Lululemon lowered full-year revenue and EPS guidance; shares fell about 9% after the retailer projected flat to slightly lower sales and said it will increase promotions and markdowns.

Lululemon on Friday narrowed its full-year revenue and earnings guidance and forecast flat to slightly lower sales for the year, sending the stock down about 9% in early trading.

The company now expects full-year revenue of $11.0 billion to $11.15 billion, a decline of about 1% to flat, versus prior guidance of 2% to 4% growth. Annual earnings per share were revised to $10.95 to $11.15, down from $12.10 to $12.30. For the current quarter the retailer projected revenue of $2.45 billion to $2.48 billion and EPS of $1.76 to $1.81, both below Wall Street estimates.

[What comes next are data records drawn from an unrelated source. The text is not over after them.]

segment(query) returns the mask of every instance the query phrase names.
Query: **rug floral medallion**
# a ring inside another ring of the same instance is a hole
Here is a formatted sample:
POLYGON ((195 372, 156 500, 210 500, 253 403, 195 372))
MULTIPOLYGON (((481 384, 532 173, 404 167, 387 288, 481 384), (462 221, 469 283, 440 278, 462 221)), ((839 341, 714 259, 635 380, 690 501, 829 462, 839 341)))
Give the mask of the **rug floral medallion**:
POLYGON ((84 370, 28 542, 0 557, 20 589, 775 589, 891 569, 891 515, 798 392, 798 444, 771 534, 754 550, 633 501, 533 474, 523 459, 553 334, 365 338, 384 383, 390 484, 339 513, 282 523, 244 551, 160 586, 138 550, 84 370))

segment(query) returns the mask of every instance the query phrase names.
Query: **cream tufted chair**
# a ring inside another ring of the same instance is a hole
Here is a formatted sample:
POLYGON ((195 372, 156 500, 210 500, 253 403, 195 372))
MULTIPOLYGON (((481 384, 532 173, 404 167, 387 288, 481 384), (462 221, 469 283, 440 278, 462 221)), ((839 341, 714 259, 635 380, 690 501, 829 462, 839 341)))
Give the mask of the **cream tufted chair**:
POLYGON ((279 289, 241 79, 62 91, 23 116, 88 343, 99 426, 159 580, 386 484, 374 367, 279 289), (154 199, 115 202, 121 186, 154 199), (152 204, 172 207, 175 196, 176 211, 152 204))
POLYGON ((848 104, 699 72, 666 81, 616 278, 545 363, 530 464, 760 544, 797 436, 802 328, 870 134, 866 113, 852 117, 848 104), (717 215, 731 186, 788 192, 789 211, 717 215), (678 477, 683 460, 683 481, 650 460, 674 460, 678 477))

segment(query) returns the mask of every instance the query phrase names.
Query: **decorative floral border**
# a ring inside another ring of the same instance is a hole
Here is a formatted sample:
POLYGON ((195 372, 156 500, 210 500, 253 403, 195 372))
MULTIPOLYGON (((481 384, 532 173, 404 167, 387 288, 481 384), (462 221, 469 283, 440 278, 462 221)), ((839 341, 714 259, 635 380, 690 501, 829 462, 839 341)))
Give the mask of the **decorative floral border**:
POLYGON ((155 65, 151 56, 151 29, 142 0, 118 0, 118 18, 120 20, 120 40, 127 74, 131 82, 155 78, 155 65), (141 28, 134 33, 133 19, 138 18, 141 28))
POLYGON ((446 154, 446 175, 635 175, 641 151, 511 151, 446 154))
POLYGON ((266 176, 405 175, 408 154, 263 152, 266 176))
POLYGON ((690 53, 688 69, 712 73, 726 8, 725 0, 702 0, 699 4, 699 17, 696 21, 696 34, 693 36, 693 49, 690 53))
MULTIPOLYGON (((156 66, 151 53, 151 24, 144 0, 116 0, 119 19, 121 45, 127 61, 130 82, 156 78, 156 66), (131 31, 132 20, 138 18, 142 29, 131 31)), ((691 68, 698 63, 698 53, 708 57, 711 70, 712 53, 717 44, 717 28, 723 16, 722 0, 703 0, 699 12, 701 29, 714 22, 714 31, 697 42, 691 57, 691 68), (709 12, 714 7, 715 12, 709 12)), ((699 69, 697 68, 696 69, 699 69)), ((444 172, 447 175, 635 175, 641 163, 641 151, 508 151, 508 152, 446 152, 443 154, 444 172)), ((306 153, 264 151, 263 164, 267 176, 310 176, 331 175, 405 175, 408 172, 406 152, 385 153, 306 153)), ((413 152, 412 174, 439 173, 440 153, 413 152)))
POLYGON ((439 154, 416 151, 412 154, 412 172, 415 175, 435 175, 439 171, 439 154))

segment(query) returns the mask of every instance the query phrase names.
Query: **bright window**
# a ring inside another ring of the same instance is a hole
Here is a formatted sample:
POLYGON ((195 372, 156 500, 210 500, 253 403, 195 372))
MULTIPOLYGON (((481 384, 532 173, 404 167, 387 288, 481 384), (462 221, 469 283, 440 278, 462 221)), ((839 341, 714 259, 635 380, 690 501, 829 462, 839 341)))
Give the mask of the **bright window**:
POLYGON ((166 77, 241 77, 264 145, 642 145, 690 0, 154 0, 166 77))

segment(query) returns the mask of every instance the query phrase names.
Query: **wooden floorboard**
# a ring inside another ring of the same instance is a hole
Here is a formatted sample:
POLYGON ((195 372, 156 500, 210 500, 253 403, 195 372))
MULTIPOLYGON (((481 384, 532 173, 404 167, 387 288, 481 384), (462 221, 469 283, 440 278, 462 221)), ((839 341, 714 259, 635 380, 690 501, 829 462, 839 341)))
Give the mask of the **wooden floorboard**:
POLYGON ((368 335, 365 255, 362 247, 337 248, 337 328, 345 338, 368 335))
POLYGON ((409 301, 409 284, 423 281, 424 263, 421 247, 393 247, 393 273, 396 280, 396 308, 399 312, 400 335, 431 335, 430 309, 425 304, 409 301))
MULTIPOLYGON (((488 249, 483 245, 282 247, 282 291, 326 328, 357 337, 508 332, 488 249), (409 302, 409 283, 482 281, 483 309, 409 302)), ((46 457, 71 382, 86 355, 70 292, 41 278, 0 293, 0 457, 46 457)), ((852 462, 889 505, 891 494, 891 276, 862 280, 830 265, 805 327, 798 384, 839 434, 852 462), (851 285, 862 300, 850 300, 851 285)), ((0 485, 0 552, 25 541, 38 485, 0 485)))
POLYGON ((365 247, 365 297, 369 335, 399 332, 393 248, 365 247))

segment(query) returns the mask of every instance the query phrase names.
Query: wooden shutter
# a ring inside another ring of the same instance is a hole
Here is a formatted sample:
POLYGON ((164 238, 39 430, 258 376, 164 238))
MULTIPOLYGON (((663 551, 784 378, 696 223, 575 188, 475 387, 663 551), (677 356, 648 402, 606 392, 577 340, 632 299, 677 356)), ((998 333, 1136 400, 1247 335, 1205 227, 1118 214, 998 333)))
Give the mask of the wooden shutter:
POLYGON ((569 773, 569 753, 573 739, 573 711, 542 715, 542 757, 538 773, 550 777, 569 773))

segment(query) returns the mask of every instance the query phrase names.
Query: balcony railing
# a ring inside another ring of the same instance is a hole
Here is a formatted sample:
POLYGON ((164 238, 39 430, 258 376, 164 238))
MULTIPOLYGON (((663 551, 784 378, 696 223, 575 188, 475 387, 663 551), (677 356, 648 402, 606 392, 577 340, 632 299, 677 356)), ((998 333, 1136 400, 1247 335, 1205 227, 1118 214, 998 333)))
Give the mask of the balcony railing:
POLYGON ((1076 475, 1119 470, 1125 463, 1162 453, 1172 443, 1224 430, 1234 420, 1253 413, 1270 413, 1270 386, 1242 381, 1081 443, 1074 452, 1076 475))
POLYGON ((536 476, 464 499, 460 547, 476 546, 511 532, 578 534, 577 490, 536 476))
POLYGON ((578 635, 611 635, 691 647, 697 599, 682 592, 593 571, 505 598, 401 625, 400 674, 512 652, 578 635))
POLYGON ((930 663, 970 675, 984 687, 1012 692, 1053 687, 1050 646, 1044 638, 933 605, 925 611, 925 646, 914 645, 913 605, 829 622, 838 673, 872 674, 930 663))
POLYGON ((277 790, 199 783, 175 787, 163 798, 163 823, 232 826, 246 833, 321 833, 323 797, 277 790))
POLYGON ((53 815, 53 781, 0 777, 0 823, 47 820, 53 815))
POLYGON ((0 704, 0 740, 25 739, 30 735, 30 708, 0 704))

Management attributed the weaker outlook to stepped-up discounting, a refreshed product assortment, adjusted marketing strategies and margin pressure from higher tariffs. Meghan Frank, chief financial officer and interim co-CEO, told analysts the brand’s image “took a beating in the media and on social channels recently” and that weaker consumer traffic has weighed on sales.

Frank added that some recent product launches did not drive broader buying across the assortment. “These styles were met with good guest response, but so far, the campaign hasn’t had the expected halo effect on other areas of our assortment,” she told analysts. She also said the company is taking rapid actions to address performance and is “moving with urgency to make the necessary adjustments to re-accelerate momentum, particularly in North America.”

Lululemon’s shares have fallen nearly 65% over the past 12 months. Analysts responded to the guidance cut with caution. Barclays analysts described the company as entering a “trap” phase with deteriorating fundamentals and weaker pricing power. Jefferies analyst Randal Konik pointed to worsening U.S. sales trends and declining store productivity. William Blair flagged negative social commentary and underperforming launches as drivers for weaker comparable sales and heavier markdowns through the second quarter, and said 2027 could be another transition year given the leadership timeline.

Oppenheimer analysts Brian Nagel and Andrew Chasanoff said they remain constructive on the Lululemon brand but warned the company risks stagnation as smaller competitors gain share. They noted that Heidi O’Neill, the former Nike executive scheduled to become CEO in September, is constrained by a non-compete that delays her start and could push major product initiatives into 2028.

The company is currently led by Frank and President and Chief Commercial Officer André Maestrini after former CEO Calvin McDonald departed earlier this year. Lululemon recently reached a settlement with founder Chip Wilson under which Wilson will nominate two directors, the board will add a third director with apparel and brand expertise, and Wilson agreed to suspend his campaign and refrain from public criticism for 18 months.

Lululemon said it will increase promotional activity and adjust inventory and marketing to try to boost traffic and sales, and acknowledged those actions will put near-term pressure on profit margins.